To his credit, President Obama has decided to champion reform, but his timing could not be
worse. We are facing a $9 trillion accounts deficit at the end of the next decade. No one
knows whether lenders will be available if we accumulate such a huge deficit. The
alternative is rampant inflation. Even if the health care stakeholders were of common mind
(which they are not), this is a dangerous moment in which to begin an overhaul of a very
large fraction of the economy, the consumers and providers of which are galloping off in
all directions. The President is right, of course, when he tells the public that if we do
not make necessary changes, the entire system may be imperiled, but he soft-soaps voters
when he tells them that reform will be painless, provide portability, and ban rejection
from preexisting conditions and cancellations. No one will become bankrupt from illness,
nor be required to change insurance policies or physicians. Like Bush, he asks for no
sacrifice from average Americans. But unlike Bush, he assigns replacement for every
deficit-producing increase in a broken budget to increments in taxes on the rich. He
doesn’t seem to notice that the ranks of the rich are becoming depleted as
incomes decline. He speaks vaguely about heightened efficiency of care and implies that
electronic records represent a near-magical path to solvency but provides no hard data to
support his sunny optimism; nor does he seem to recognize that electronic records are
hugely expensive to install, difficult to learn, and slowly accepted by most current
physician. He lauds the Cleveland and Mayo Clinics, but they are referral-based specialty
clinics. The inner-city or rural poor do not go there.

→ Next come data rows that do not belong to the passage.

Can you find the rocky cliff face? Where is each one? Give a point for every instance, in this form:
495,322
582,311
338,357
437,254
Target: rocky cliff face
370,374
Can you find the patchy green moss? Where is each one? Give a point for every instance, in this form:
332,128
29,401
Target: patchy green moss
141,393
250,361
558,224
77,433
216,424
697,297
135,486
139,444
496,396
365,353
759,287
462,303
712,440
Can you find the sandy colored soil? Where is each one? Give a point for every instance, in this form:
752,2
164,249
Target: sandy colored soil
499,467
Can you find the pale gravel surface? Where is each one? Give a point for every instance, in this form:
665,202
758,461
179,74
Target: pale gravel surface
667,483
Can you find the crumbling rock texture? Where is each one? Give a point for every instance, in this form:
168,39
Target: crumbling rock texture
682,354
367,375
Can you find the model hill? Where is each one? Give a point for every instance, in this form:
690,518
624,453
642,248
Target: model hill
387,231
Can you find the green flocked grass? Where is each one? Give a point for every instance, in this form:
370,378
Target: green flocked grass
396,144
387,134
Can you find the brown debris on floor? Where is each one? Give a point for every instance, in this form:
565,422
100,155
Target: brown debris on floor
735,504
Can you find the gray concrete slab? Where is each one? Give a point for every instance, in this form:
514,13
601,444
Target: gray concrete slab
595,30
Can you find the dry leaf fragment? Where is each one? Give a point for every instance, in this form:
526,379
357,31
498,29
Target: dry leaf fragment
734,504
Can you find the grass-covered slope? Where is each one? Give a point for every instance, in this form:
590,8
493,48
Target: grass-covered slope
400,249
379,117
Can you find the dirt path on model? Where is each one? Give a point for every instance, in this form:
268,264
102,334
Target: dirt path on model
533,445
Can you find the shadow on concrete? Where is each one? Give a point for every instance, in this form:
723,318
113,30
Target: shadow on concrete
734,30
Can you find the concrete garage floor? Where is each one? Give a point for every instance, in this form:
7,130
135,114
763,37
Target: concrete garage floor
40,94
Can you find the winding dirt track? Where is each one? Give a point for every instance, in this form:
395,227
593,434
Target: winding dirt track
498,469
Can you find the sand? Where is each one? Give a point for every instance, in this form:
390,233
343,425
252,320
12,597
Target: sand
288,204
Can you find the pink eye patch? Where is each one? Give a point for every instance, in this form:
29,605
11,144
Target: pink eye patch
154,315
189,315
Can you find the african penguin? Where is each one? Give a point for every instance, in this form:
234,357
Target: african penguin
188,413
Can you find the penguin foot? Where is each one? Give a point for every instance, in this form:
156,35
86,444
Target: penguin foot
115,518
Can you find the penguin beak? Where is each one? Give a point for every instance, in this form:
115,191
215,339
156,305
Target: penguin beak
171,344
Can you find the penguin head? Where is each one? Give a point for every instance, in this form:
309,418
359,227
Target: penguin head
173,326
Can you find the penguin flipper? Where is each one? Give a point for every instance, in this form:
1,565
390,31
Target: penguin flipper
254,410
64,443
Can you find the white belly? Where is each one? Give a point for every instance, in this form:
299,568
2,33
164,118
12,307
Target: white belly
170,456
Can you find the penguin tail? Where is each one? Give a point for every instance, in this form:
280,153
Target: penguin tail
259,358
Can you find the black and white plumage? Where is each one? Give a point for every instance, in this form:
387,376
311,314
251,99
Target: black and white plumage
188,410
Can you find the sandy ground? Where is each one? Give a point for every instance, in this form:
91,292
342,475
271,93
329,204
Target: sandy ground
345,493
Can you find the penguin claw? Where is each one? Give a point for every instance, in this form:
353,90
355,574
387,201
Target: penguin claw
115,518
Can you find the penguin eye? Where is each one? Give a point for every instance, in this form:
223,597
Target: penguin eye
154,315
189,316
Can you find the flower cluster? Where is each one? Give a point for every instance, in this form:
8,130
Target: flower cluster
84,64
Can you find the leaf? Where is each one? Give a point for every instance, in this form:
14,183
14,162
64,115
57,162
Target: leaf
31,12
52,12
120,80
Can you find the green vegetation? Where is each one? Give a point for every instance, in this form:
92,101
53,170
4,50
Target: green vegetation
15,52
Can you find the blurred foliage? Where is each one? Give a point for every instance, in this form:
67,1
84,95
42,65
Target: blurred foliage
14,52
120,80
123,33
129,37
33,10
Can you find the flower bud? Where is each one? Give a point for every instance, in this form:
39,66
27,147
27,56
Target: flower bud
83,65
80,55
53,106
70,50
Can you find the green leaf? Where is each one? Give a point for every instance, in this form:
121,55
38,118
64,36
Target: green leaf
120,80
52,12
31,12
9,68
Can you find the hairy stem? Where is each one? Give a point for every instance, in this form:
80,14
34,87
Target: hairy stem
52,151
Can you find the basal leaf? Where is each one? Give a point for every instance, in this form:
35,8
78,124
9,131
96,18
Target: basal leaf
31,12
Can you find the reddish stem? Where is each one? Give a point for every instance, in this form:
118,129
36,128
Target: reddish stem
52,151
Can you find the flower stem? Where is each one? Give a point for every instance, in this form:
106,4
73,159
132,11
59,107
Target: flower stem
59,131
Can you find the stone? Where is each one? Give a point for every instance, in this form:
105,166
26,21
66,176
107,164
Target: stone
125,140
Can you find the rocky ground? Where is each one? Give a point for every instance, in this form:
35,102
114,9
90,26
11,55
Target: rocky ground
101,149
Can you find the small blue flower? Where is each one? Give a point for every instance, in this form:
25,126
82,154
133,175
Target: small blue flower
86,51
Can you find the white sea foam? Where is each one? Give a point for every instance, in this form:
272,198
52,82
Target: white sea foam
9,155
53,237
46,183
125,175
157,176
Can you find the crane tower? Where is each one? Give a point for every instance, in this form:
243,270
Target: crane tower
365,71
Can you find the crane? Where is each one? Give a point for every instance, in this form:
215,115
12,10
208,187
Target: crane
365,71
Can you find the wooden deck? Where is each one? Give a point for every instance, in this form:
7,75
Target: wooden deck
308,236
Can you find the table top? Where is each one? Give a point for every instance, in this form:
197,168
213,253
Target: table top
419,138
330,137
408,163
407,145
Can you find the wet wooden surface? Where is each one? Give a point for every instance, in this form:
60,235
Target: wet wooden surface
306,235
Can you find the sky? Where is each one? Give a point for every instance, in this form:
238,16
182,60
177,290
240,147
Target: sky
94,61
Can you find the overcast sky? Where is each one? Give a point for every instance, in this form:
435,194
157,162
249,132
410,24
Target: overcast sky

The facts are that we cannot achieve a cost-conscious, efficient health care system that
reaches the poor as well as the affluent and preserves our excellence in discovery and
technology without undertaking a massive change in our entire medical care culture. We must
build a much stronger primary care system in which nurses — backed by
experienced physicians-— take far more responsibility. Group practice must
dominate medical care, and salaries rather than fee-for-service should be the predominant
method of practitioner reimbursement. We need coherent regional medical care in which
patients are referred to established centers for highly technical procedures akin to the
WAMI (Washington, Alaska, Montana, Idaho) program undertaken by the University of
Washington. Reimbursement by insurers, whether public or private, must be reasonable, but
it must be tightly managed to prevent the current raid on the US Treasury and private
insurance policies. Accordingly, we need much tougher insurance rules. Every insurance
policy other than health insurance has a deductible. Absent “skin in the
game,” insured patients will willingly undergo one useless expensive test after
another. If we get to a single nonprofit payer (the executives of which eschew lucullan
salaries), we will have to determine the deductible that must be paid by any covered family
or individual.
Achievement of these necessary changes will take time. President Obama is a brilliant man
and a great educator. He should teach the public about the need for and details of
reasonable health care reform while he straightens out the economy. When Americans are
clearly going back to work and deficits are beginning to shrink, morale will rise, and he
can start us on the long, bumpy road to a decent health care system. I realize, of course,
that Democrats, the party of health care reform, are in a precarious political position
because of the failures of the previous administration and may not have enough votes to
push through any plan after the elections of 2010. But we are talking about an enormous and
hugely costly program with a profound impact on our economy and, indeed, our entire future.
We simply have to get it right if we are to take it on at all.